El verano pasado creo que escribí entradas más divertidas. Era mi primer verano de bloguero, y la vida no me había revelado aún la dureza de este medio (!!!).

He leído Mero cristianismo de C.S. Lewis. Ha sido como reencontrar un viejo amigo, al que quieres mucho, pero que te deja perplejo encontrarlo un tanto cambiado, como a tí mismo. Y es que la forma de la amistad cambia, como la del amor, y no me ha producido la misma impresión -o yo lo he leído con un espíritu distinto- que obras como Los cuatro amores, Cartas del diablo a su sobrino, Sorprendido por la alegría, y Los milagros -Ésta última obra me ayudó a romper muchos diques interiores contra el cristianismo-. Lewis siempre ha sido para mí el apologetista cristiano, no el autor de ficción, que confieso que como tal no he leído. En este último libro, Mero cristianismo, he seguido encontrando su razonamiento lógico implacable, y su capacidad para construir parábolas creíbles y de sentido común. Me he revelado interiormente contra alguno de sus planteamientos de moral sexual, pero he admirado su humildad y su honrada apelación a la responsabilidad que tenemos todos de tomar las riendas de nuestra existencia, y de buscarle un sentido, que para él -igual que sigue siéndolo para mí- está fuera de nosotros mismos.

¿Cuántas heridas sufre el amor del tiempo? Sólo la certeza de la vejez y la muerte son más terribles. El amor, sin embargo, es lo único digno de llevar en sí las semillas de lo eterno.

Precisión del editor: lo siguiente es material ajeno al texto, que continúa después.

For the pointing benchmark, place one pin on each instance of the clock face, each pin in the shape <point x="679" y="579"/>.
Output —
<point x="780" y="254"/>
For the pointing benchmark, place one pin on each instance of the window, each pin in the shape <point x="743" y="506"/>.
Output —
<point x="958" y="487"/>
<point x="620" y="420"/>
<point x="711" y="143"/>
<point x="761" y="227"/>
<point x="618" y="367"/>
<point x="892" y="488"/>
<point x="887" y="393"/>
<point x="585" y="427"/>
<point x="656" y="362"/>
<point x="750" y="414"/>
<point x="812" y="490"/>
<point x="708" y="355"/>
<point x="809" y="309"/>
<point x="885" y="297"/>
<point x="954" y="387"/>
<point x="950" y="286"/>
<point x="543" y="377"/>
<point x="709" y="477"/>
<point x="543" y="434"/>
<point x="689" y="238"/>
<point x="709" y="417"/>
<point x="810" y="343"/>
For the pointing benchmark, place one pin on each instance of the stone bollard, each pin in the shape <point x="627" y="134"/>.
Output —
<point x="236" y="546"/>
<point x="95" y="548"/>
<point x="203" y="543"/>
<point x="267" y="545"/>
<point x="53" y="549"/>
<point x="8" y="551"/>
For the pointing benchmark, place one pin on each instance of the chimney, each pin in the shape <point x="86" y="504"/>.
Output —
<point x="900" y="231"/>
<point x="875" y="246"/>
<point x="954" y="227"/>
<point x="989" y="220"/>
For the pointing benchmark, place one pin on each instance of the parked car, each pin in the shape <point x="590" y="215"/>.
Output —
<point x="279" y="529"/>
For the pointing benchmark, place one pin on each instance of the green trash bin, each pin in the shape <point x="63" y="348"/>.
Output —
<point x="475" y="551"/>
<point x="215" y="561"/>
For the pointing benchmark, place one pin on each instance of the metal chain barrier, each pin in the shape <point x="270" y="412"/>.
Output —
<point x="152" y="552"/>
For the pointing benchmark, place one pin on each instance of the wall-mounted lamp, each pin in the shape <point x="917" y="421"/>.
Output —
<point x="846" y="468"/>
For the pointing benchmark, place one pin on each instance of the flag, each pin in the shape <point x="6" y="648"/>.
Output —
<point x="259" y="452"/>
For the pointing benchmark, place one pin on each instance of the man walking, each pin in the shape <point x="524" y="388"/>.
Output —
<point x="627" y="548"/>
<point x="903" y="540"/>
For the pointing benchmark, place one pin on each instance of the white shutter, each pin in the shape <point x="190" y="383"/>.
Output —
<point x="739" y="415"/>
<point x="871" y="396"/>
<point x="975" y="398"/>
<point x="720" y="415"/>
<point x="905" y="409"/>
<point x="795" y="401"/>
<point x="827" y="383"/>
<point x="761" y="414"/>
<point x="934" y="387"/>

Cuando observo la frecuente pretenciosidad del mundo literario, es muy agradable retomar a un autor como Rabelais, de una cultísima ligereza y trazo grueso (escrito en un francés enrevesado, mucho más diferente del francés actual que el castellano del Siglo de Oro del español de hoy día), en una época en la que era mucho más difícil -y peligroso- publicar.

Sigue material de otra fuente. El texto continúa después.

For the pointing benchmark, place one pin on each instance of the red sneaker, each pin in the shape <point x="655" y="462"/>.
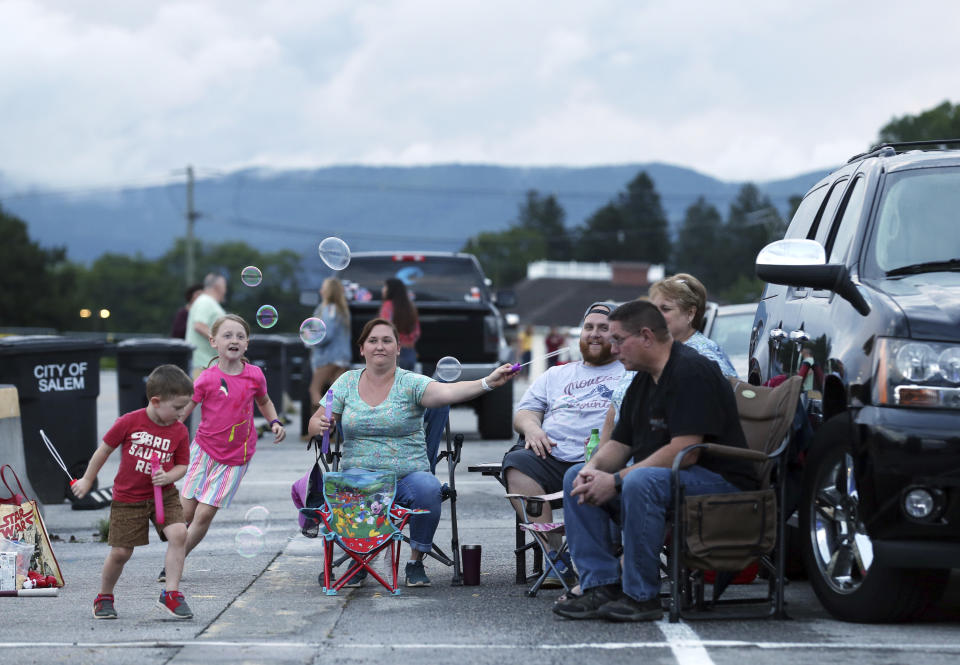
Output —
<point x="172" y="602"/>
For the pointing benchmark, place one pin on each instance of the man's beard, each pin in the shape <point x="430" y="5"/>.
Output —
<point x="601" y="357"/>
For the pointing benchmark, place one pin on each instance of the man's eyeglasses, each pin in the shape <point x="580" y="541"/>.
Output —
<point x="617" y="340"/>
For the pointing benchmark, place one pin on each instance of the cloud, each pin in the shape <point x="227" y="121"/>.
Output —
<point x="114" y="92"/>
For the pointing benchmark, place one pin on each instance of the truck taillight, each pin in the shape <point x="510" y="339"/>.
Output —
<point x="491" y="334"/>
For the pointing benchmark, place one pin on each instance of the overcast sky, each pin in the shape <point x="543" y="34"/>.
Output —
<point x="104" y="92"/>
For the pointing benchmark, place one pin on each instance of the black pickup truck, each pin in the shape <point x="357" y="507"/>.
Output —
<point x="458" y="317"/>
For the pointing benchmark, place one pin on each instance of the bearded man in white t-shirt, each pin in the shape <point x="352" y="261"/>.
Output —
<point x="555" y="417"/>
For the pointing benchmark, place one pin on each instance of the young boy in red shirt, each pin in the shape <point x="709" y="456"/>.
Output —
<point x="140" y="433"/>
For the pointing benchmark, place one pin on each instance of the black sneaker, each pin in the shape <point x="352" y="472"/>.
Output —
<point x="626" y="608"/>
<point x="415" y="574"/>
<point x="173" y="603"/>
<point x="588" y="605"/>
<point x="103" y="607"/>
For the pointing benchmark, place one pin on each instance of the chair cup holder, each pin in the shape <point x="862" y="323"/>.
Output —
<point x="534" y="507"/>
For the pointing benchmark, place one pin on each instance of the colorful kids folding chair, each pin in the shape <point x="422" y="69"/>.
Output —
<point x="359" y="516"/>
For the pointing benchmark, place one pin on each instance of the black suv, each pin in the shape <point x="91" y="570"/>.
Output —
<point x="863" y="299"/>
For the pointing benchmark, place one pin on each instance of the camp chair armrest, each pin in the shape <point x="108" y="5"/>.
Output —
<point x="537" y="497"/>
<point x="533" y="505"/>
<point x="738" y="453"/>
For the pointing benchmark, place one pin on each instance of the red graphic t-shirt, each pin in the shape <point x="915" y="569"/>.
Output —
<point x="138" y="437"/>
<point x="226" y="430"/>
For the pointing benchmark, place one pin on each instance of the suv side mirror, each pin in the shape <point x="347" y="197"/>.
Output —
<point x="505" y="299"/>
<point x="803" y="263"/>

martes, 2 de agosto de 2011

RETAZOS DE UN VERANO (II)


Ha llegado agosto, el ecuador de mis vacaciones. A partir de ahora sólo queda ir contando los días de este interregno fugaz. No me importa, lo que verdaderamente molesta es el hecho de contar. Más he sentido a julio como mes veraniego. Por razones varias, no me moveré de Cádiz, aunque aprovecho el tiempo intensamente. El no ir al trabajo es ya bastante, y el curso que viene se presenta muy movido.
Atravieso el parque Genovés en mis caminatas vespertinas. Su ilusión de orden precario me conmueve, así como la luz majestuosa del atardecer sobre las copas de los árboles, que todo ennoblece. El mar ondulado parece seguir unas veces mis pasos, y otros días, se mueve calmoso en dirección contraria, en ondas que se antojan despreocupadas del horizonte huidizo.  Todo es tan hermoso... pero no puedo parar; si lo hago, ¿cómo retomar el camino?
Quisiera escribir, pero no me sale nada, y tampoco me importa demasiado. Todo llegará, o no. Queda el indefinible deseo de hacer algo que se me escapa. Quiero escribir sin importarme quiénes me lean, ni pensar en qué dirán.
"Lo bello queda oculto a los ojos de aquellos que no buscan la verdad", decía Tarkovski. Belleza y verdad, y la mirada como medida. Y la palabra detrás, como pobre instrumento.